Two spherical conductors $B$ and $C$ having equal radii and carrying equal charges in them repel each other with a force $F$ when kept apart at some distance. A third spherical conductor having same radius as that of $B$ but uncharged is brought in contact with $B$, then brought in contact with $C$ and finally removed away from both. The new force of repulsion between $B$ and $C$ is

A point charge $q_1=4 q_0$ is placed at origin. Another point charge $q_2=-q_0$ is placed at $x =12\,cm$. Charge of proton is $q_0$. The proton is placed on $x$-axis so that the electrostatic force on the proton in zero. In this situation, the position of the proton from the origin is $..........cm$.
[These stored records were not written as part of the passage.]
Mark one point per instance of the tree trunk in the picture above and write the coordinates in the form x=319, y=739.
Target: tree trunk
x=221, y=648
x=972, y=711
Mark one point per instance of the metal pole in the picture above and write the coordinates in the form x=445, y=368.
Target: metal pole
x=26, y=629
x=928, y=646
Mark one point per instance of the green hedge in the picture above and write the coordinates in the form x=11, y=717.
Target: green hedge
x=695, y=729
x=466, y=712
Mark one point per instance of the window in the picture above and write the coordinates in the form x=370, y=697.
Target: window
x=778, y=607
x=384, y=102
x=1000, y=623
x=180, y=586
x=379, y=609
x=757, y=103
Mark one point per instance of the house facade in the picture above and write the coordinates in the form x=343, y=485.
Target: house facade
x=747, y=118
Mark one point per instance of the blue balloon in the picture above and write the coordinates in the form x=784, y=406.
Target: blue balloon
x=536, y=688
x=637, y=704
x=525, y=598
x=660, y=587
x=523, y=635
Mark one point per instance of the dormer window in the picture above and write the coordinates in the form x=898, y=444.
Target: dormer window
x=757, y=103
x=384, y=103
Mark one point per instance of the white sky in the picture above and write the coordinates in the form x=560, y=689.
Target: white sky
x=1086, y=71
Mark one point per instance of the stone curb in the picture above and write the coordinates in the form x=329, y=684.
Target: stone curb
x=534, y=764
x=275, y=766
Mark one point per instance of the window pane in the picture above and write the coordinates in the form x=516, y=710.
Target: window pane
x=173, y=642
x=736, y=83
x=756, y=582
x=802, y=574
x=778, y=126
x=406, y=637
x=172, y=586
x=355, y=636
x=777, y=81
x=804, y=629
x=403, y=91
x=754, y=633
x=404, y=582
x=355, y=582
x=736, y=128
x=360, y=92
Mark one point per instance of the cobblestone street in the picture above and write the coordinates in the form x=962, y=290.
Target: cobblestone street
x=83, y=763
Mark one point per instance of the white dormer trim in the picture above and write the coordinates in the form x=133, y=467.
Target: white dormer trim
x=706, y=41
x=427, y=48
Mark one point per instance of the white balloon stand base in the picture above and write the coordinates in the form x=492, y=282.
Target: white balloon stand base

Two identical conducting spheres carrying different charges attract each other with a force $F$ when placed in air medium at a distance $'d'$ apart. The spheres are brought into contact and then taken to their original positions. Now the two spheres repel each other with a force whose magnitude is equal to that of the the initial attractive force. The ratio between initial charges on the spheres is

Two identical conducting spheres, having charges of opposite sign, attract each other with a force of $0.108$ $N$ when separated by $0.5$ $m$. The spheres are connected by a conducting wire, which is then removed, and thereafter, they repel each other with a force of $ 0.036$ $N$. The initial charges on the spheres are

Two identical conducting spheres with negligible volume have $2.1\, nC$ and $-0.1\, nC$ charges, respectively. They are brought into contact and then separated by a distance of $0.5 \,m$. The electrostatic force acting between the spheres is $.......... \, \times 10^{-9} \,N$

[Given : $4 \pi \varepsilon_{0}=\frac{1}{9 \times 10^{9}} SI$ unit]